Toch kan men de indruk krijgen dat men na het formuleren van en intens werken met het concept van de Engel soms wordt bijgestaan door een ontastbaar 'iets'. Ik besef dat ik hier mijn nek uitsteek want onmiddellijk zal er iemand met de vraag komen hoe het dan zit met 'demonen' en 'geesten' en dan staat meteen de deur wijdopen voor de bovennatuurlijke paranoia en het occulte bijgeloof die vandaag de dag weer erg populair zijn, spijtig genoeg.
Ik denk dat je 'roept' en 'aanroept' diep in jezelf, en iets antwoordt van binnen en, misschien, van buiten. Wees dus omzichtig bij het 'roepen'. Indien je op rituele wijze één van de Goëtische demonen oproept bestaat de kans dat je één van je eigen archetypische krachten loskoppelt die daarop nog versterkt zou kunnen worden door een mogelijk objectief equivalent. Hoogstwaarschijnlijk zal deze combinatie te sterk zijn voor je magische cirkel en kan bezetenheid het gevolg zijn. Een cirkel, amulet, talisman, bezwering zullen misschien niet volstaan om het hoofd te bieden aan een losgebroken archetypische inhoud. Dit gevaar is onbestaand bij de goedwillige entiteiten en ik raad u aan hen vrijelijk en intens te 'aanroepen', de kans is groot dat je dat sowieso te weinig doet. Roep diep in jezelf, hiervoor is geen bepaalde techniek vereist, dus zal je letterlijk op je geloof moeten afgaan maar wel vanuit het hart. Veel geluk !

Besluit

Paroketh-werk is de grote uitdaging voor hen die Abrah-Melin pratikeren in afzondering of in een meer werelds bestaan. Eén manier van zien bestaat erin de confrontatie met de Schaduw te beschouwen als het eindstadium van Abrah-Melin waar al de 'geesten' onderworpen moeten worden. Er wordt ons gevraagd in het reine te komen met zoveel van onze psychische inhouden als we aankunnen. Je kan de Engel, jouw Engel, in dromen vragen om zijn Naam of Woorden i.v.m. zijn invocatie. Op een dag, of liever een nacht, zul je tussen de talloze beelden, geluiden en taferelen van je droomleven het Woord of de Woorden, één na één, zien of horen komen, makkelijk te herkennen omdat ze niet tot één van de ons bekende talen lijken te behoren (hoewel sommigen hier naar het Enochiaans verwijzen). Deze enkele woorden, deze formule, voor jou alleen, betekenen een baken in het transformatieproces dat uiteraard soms beangstigend kan zijn, maar denk aan wat Jung, en na hem andere psychologen gezegd hebben. Naar hun gevoel is er in de kern van de psyche een éénmakend principe en ik raad u aan hierop door te denken en te vertrouwen voor de grote reis naar het Zelf. (Wat ik zei over de Engel in de droom is uiteraard niet voor iedereen weggelegd maar het KAN)
 Wij mannen en vrouwen zijn zeker niet de machtigste wezens in dit grandioze universum maar we zijn potentieel wel de meest flexibelen en als dusdanig in staat tot eindeloze transformatie en groei te komen. De vrede zij met U !
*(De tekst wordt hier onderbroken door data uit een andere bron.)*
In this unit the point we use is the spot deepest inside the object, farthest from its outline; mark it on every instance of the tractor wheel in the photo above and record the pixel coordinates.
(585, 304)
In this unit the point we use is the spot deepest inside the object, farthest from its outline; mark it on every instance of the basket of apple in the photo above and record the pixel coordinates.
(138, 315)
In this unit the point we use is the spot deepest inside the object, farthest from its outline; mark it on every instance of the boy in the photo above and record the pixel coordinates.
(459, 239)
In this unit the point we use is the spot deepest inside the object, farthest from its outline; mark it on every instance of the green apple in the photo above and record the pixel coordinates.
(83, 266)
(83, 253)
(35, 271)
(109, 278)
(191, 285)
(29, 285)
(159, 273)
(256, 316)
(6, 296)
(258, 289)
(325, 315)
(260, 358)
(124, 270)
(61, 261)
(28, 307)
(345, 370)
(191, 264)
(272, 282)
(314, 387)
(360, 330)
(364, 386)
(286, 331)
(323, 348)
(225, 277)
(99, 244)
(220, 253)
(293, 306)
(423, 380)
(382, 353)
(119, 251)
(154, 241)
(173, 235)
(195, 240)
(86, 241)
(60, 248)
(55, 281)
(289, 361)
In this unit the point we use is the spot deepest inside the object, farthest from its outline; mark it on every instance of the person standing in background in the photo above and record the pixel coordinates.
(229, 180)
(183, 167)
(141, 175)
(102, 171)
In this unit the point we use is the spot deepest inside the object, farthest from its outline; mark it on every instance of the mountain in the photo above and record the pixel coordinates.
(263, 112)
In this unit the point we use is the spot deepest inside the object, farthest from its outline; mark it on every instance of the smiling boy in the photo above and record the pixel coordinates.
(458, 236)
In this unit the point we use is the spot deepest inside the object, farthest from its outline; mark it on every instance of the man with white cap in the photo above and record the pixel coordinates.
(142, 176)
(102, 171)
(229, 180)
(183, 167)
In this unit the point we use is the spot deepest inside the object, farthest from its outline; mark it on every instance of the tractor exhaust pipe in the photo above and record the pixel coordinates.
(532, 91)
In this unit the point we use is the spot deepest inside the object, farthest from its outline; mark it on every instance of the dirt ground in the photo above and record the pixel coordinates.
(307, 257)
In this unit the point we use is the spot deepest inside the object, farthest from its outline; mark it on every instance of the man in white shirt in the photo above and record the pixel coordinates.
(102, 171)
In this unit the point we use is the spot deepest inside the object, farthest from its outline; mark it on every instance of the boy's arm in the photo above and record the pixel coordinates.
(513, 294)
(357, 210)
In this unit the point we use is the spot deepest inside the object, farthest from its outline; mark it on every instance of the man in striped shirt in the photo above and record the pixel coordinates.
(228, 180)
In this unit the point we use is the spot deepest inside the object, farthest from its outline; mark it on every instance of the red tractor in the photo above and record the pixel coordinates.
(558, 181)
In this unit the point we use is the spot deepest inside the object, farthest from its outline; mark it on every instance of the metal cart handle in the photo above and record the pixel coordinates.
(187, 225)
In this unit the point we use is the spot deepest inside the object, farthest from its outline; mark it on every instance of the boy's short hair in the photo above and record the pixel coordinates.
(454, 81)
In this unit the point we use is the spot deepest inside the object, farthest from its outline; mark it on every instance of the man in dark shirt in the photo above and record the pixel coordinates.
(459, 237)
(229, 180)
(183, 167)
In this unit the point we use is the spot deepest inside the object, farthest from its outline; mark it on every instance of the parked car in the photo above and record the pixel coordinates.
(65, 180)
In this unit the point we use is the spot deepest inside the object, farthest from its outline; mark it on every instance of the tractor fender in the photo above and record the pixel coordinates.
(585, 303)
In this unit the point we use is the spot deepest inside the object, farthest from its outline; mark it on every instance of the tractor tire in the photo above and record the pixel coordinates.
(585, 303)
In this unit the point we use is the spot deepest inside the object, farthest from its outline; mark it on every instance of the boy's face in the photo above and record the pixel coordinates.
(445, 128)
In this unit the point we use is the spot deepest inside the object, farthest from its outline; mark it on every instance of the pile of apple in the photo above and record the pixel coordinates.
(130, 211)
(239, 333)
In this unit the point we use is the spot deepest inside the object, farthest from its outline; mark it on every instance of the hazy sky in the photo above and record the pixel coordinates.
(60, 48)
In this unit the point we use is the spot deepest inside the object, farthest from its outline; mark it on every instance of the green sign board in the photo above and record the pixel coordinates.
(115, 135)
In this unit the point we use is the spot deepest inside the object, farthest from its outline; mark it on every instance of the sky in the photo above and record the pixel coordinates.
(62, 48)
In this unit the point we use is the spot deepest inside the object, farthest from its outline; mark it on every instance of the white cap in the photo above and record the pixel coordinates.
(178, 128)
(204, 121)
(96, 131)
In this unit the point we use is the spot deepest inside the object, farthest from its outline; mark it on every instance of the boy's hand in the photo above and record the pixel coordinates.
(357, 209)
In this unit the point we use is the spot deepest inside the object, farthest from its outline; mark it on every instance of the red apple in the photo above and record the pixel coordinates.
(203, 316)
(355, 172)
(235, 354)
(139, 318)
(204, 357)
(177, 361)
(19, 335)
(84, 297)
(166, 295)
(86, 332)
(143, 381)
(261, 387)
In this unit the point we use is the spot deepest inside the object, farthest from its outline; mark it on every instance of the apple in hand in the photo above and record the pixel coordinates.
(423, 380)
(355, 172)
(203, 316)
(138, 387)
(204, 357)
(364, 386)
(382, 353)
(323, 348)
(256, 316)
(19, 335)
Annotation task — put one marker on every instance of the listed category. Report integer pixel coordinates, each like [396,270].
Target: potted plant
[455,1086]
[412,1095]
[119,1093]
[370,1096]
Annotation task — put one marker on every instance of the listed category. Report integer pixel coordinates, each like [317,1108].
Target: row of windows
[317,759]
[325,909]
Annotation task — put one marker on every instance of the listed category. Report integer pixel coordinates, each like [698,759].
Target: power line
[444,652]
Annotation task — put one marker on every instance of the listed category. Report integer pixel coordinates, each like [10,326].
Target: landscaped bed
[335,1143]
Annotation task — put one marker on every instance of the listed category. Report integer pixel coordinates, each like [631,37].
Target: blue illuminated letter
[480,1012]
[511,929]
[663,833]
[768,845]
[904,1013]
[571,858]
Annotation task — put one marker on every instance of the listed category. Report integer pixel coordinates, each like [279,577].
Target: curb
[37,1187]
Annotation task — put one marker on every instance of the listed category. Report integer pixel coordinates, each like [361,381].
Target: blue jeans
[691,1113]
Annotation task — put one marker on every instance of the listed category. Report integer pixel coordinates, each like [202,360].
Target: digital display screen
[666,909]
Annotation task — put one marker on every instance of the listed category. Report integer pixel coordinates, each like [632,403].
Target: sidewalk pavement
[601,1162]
november 1989 - februari 1990



Naschrift 2011

Ik wens er de nadruk op te leggen dat dit geschrift meer dan 20 jaar oud is en totaal geen weerspiegling van mijn huidig denken en voelen. Ik heb zelfs lang getwijfeld het, samen met All Saints' Day Revisited, te publiceren maar enkelen waren zo gecharmeerd van Transacties in de Duisternis dat mij gevraagd werd of er nog meer werk was in die trant, vandaar dus. Dat houdt tevens in dat ik weinig geneigd ben over de inhoud en het gedachtengoed in discussie te treden. Er staat wat er staat.